Comparison of the Backup and Restore features across Windows Vista and Windows 7 editions
| Features | Editions |  |  |  |
| Starter | Home Basic | Home Premium | Other editions |
| File and folder backup | No | Yes | Yes | Yes |
| System image | No | No | 7 only | Yes |
| Scheduling | No | No | Yes | Yes |
| Store backups on a network location | No | No | Vista only | Yes |
| Incremental backup | No | No | Yes | Yes |
| Shadow Copy | No | No | No | Yes |

==Deprecation==
With the release of Windows 8, Microsoft deprecated Backup and Restore in favor the new File History feature. Microsoft cited low use as the contributing factor for its deprecation, though the company retained all of its functionality for users who relied on it; the feature was moved to a Windows 7 File Recovery Control Panel applet and all previous points of access were removed. In Windows 8.1, all interface functionality—with the exception of system image creation, which is in a System Image Backup option in File History—were removed.
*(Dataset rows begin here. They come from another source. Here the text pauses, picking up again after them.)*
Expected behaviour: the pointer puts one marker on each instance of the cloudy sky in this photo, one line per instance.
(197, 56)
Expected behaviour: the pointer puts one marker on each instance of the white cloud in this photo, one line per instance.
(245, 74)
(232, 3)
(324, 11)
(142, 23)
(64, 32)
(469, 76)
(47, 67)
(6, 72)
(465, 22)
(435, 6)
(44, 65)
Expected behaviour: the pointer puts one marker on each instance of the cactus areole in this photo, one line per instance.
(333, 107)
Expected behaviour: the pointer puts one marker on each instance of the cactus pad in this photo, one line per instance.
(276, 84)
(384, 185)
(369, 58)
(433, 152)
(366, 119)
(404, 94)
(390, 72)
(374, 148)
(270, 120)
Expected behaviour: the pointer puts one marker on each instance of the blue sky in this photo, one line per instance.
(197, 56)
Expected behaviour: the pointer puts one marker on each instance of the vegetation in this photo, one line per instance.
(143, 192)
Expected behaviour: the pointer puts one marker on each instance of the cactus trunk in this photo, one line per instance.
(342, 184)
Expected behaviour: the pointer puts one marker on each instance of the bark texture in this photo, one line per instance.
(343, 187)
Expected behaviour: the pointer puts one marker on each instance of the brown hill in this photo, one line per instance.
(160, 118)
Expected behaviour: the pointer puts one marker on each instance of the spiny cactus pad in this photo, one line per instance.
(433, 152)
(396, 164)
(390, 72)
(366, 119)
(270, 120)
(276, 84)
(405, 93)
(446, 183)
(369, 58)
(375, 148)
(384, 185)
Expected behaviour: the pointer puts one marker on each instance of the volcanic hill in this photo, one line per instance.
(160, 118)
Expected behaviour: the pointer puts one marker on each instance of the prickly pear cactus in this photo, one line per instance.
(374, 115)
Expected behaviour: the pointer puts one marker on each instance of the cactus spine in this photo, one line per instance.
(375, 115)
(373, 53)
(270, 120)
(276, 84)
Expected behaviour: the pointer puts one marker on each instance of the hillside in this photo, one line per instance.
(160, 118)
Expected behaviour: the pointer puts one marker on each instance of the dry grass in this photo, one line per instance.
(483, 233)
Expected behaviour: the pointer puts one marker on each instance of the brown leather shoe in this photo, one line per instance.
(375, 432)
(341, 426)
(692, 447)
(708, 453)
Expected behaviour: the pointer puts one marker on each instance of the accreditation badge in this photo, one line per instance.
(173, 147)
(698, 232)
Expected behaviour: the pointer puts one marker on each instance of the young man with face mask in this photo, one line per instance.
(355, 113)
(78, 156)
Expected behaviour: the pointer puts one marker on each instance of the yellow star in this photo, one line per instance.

Scheduling system image backups is not supported either. WBAdmin, however, remained available. (As mentioned above, both Backup and Restore, and WBAdmin are merely frontends for the Windows Backup service.) With the release of Windows 10, the Backup and Restore (Windows 7) Control Panel applet was made available again. All editions of Windows 10 are able to store backups on a network location.

File History remains the default and preferred method to back up local content in Windows 10. For the system image functionality, Microsoft recommends using third-party software.